While the pork belly is browning, peel the thumbs of ginger, and slice into 1/4 inch rounds. Combine the ginger pieces with the scallions, sake, light soy sauce, water, mirin as well as brown sugar in a Dutch oven or oven proof braiser that will also eventually fit the pork belly. Bring the braising liquid to a gentle simmer.
Once the pork belly pieces are browned, add them to the simmering pot of braising liquid, fat side facing upwards, cover with a lid and braise in a preheated 300°F oven and cook for 2 hours, flipping the pork belly pieces halfway through.
After two hours remove from the oven, flip the pork belly pieces so that once again the fat side is facing upwards. Allow to cool completely at room temperature in the liquid and then refrigerate both pork belly and braising liquid together overnight.

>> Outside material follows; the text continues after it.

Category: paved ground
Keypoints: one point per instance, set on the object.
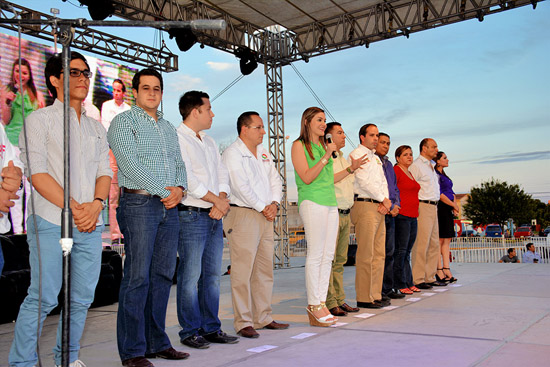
(496, 315)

The next day, use a spoon to remove any undesired and excess fat from the liquid. Remove the pieces of pork belly and set aside. Strain the liquid into another pot through a fine strainer and reduce until thick and sauce like. Adjust seasoning as needed.
Slice the pork bellies into 1/4 inch pieces, brush lightly with the reduced sauce and either place under the broiler or using a handheld blow torch, char each slice lightly. Serve with additional sauce, sliced scallions with either soft boiled eggs, ramen noodles or steamed rice.